Is there a non-trivial arithmetic progression of positive integers such that every number contains the digit $2?$

Question

Let $X:=\{$ positive integers that contain the digit $2\}$

For fixed $m,n\in\mathbb{N},$ define the A.P. $S_{m,n:=}\ \{m,\ m+n,\ m+2n, \ldots\}\ .$

I am interested in $S_{m,n}\cap X,$ and $S_{m,n}\cap (\mathbb{N}\setminus X).$

It is clear that $ S_{2,10}\subset X $ and so $\vert S_{2,10}\cap X\vert = \infty.$

Next, observe that $X$ has natural density $1$: In order for a number with $10^6$ digits to have no $2'$s, the first digit must not be $2,$ ($8$ out of $9$ ways), and the next $999999$ digits must not be $2,$ ($9$ out of $10$ ways for each of the $999,999$ digits) - so $8*9^{999999}$ out of $9*{10}^{999999}.\quad \frac{8*9^{999999}}{ 9*{10}^{999999}}= \left(\frac{8}{9}\right)\left( \frac{9}{10} \right)^{999999} \approx 0.$ So relatively speaking, there are very few numbers with no digit $2.$

The question:

As already mentioned, there is a subset of $X$ that is an infinitely long A.P, for example, $S_{2,10}.$ Is there a non-trivial infinitely long A.P., $S_{m,n}$, that is also a subset of $X?$ $S_{2,10}$ is "trivial" because the last digit of all members of this A.P. is $2.$ Non-trivial, therefore, means that the $k-$th - last digit of every member of $S_{m,n},$ is not $2,$ for every $k.$ In other words, $2$ appears in every member of $S_{m,n},$ but it's place value keeps changing (more precisely, it isn't in the same position in every member of $X$.)

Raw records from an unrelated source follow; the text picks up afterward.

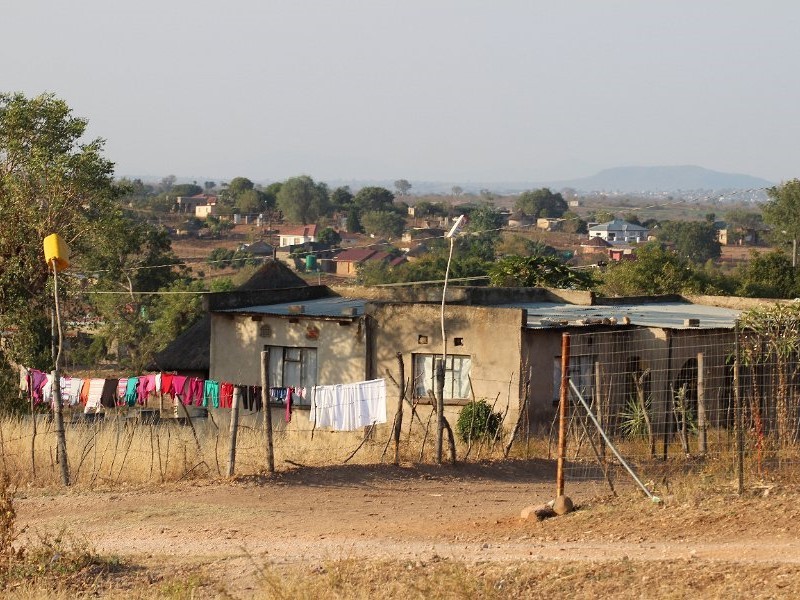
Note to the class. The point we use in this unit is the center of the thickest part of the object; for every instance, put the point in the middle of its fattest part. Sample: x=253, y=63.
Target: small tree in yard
x=477, y=422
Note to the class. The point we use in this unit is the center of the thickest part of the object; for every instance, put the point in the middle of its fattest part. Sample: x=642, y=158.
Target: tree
x=655, y=271
x=782, y=211
x=329, y=237
x=354, y=222
x=342, y=198
x=50, y=182
x=402, y=186
x=185, y=189
x=541, y=203
x=767, y=275
x=537, y=271
x=693, y=240
x=302, y=200
x=239, y=185
x=373, y=198
x=251, y=202
x=573, y=223
x=383, y=223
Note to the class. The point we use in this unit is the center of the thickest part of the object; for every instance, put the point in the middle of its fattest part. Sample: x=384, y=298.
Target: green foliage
x=383, y=223
x=573, y=223
x=372, y=199
x=354, y=222
x=50, y=182
x=402, y=186
x=782, y=211
x=302, y=200
x=655, y=271
x=342, y=199
x=476, y=422
x=534, y=271
x=329, y=237
x=769, y=275
x=693, y=240
x=541, y=203
x=634, y=418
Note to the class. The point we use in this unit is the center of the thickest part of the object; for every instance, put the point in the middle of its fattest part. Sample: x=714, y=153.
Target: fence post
x=267, y=410
x=399, y=419
x=563, y=398
x=439, y=409
x=702, y=423
x=738, y=417
x=234, y=431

In all of the above, the number $2$ was arbitrary, and the answer is probably the same if we replace $2$ with any other digit.

I suspect the answer is yes, but that such a number will have a large amount of digits. On the other hand, the answer may be "no" due to some application of, for example, Dirichlet's approximation theorem.

Answer 1

Every arithmetic sequence, in the nontrivial sense described by OP, contains a number whose digits are all $0$ or $1$.

I will show, if there is an $S_{m,n}\subset X$, then we may assume $n$ is coprime to $10$. Then, take a subsequence, assume that $n=10^k-1$. Then spread out all the digits of $m$, find an $m'$ in the sequence with all digits $0$ or $1$.

As noted by @GeoffreyTrang, we can assume $n$ is not a multiple of $10$.

If $n$ ends in $5$, then either $S_{m,2n}$ or $S_{m+n,2n}$ don't end in $2$. So we can find $m'$ with $S_{m',n/5}\subset X$. So we can assume $n$ is not a multiple of $5$.

Similarly we can assume $n$ is not a multiple of $2$.

Consider the remainders of powers of $10\pmod n$ Two of them must be equal, say $10^j=10^{j+k}\pmod n$. $n$ is coprime to $10^j$ so there is a $p$ with $np=10^k-1$. By taking a subsequence of our original $S$, let the new $n'=10^k-1$.

Write $$m=\sum 10^{a_i}\\ eg. 23=10+10+1+1+1$$ For example, if $n'=999$, then $20=10010\pmod{999}$ and $3=1001001\pmod{999}$. So $23=1011011\pmod{999}$. In this way, any number $m$ is equivalent $\pmod{10^k-1}$ to a number that contains only $0$s and $1$s. This number is in the sequence.
This contradiction shows that no nontrivial $S_{m,n}$ is a subset of $X$.